A short-term wind speed prediction method utilizing novel hybrid deep learning algorithms to correct numerical weather forecasting

•A novel hybrid short-term wind speed prediction method is proposed to correct numerical weather forecasting (WRF).•Feature selection and decomposition are conducted by PCC and CEEMDAN algorithm to obtain a high forecasting accuracy.•CNN-BLSTM optimized by AM and GS algorithms is utilized to extract the spatial and temporal correlation features and realize wind speed forecasting.•The proposed method outperforms other comparative models both in single-step and multi-step forecasting. The accuracy of the wind speed prediction is of crucial significance for the operation and dispatch of the power grid system reasonably. However, wind speed is so random and intermittent that the accuracy of wind speed prediction always remains unsatisfactory. Moreover, the coupling relationship between other meteorological variables and wind speed in the time and frequency domains has rarely been studied. Subsequently, a hybrid wind speed prediction model based on weather research and forecasting (WRF) simulation is proposed according to a multivariate data decomposition method and deep learning algorithm optimized by an attention mechanism and a grid search algorithm. Firstly, the WRF simulation is utilized to obtain the predicted wind speed and other meteorological variables are also extracted from WRF different domains. Furthermore, the pearson correlation coefficient (PCC) method is adopted to select principal meteorological variables as the input series. Additionally, the complete ensemble empirical mode decomposition with adaptive noise (CEEMDAN) method decomposes input series and historical data into respective intrinsic mode functions (IMFs). Then, a new hybrid deep learning model, combining a convolutional neural network (CNN) and a bidirectional long short-term memory network (BLSTM) optimized via an attention mechanism (AM) and a grid search method (GS), is proposed to predict the error and correct the wind speed from WRF innermost domain.

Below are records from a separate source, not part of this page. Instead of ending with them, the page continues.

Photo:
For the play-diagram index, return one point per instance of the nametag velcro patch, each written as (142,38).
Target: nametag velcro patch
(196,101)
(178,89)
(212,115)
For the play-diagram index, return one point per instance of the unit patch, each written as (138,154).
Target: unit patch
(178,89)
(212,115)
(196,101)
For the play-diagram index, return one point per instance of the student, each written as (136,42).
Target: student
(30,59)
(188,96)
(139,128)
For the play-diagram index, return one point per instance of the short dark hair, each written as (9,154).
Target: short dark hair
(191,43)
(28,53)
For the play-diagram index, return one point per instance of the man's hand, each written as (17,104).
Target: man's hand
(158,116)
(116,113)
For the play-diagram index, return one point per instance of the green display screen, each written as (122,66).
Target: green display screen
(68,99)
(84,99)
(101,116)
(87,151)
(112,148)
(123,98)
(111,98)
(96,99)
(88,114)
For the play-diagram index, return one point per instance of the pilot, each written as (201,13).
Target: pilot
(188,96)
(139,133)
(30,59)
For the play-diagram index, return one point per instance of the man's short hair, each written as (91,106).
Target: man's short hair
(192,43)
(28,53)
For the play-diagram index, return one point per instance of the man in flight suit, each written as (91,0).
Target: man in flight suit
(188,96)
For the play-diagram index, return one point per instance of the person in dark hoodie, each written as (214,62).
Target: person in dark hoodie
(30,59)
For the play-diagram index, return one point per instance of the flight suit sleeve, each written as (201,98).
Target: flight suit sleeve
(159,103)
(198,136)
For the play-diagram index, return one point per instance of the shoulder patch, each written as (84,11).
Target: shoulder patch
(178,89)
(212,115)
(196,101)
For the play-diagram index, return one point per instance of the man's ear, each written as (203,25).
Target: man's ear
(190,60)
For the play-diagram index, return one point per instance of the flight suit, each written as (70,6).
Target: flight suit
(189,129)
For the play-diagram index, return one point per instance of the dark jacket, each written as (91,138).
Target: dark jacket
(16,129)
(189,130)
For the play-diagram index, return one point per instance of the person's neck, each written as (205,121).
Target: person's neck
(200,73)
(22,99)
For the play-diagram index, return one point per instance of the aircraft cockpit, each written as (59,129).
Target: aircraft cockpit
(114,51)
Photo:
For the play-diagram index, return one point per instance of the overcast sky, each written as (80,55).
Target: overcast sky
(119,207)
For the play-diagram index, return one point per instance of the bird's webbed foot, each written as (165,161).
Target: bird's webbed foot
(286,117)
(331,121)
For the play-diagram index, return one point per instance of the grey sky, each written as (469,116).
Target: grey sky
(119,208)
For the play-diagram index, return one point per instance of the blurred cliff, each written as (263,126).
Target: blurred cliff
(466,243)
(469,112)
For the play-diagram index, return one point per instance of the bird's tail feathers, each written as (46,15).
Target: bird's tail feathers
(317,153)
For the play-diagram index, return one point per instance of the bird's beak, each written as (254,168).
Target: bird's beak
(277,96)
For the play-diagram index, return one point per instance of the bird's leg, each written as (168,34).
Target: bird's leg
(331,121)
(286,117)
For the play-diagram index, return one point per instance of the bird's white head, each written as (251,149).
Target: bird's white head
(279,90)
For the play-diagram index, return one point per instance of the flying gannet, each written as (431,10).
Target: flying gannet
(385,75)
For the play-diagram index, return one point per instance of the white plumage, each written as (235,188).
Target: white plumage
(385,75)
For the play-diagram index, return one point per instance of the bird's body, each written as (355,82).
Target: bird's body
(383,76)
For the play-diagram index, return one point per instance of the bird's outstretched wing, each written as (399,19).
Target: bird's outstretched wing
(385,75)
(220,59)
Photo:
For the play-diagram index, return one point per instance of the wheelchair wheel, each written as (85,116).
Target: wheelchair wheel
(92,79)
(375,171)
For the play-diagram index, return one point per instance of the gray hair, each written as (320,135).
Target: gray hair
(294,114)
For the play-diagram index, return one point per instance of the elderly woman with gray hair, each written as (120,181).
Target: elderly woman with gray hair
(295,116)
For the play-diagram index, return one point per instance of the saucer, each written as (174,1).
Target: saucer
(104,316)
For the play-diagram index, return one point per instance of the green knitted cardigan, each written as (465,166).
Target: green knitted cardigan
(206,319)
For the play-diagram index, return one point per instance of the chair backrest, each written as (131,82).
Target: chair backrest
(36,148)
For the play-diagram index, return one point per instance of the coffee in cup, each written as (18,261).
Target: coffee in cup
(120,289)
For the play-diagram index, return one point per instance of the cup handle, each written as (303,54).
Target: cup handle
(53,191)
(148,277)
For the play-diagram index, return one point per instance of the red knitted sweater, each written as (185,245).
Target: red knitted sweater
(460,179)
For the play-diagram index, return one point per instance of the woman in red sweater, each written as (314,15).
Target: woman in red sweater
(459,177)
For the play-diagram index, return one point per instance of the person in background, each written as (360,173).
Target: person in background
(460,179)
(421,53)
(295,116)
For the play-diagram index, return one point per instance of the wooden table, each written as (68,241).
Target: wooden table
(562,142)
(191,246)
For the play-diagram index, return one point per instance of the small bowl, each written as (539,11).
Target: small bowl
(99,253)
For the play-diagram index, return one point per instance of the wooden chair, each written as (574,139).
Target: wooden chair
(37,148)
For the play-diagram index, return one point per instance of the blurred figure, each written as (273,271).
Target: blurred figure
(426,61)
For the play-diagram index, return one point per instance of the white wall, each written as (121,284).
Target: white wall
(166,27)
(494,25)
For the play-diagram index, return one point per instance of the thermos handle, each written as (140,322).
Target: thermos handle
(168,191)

Finally, the validation case study is conducted to verify the effectiveness of the proposed model. The results indicate that the proposed model outperforms other comparative models in terms of single-step and multi-step wind speed prediction. Specifically, the values of the mean absolute error (MAE), the mean absolute percentage error (MAPE), and the root mean square error (RMSE) are 0.1042 m/s, 4.63% and 0.1309 m/s after correction, decreased by 94.13%, 91.75% and 93.93%, respectively, compared to those without correction.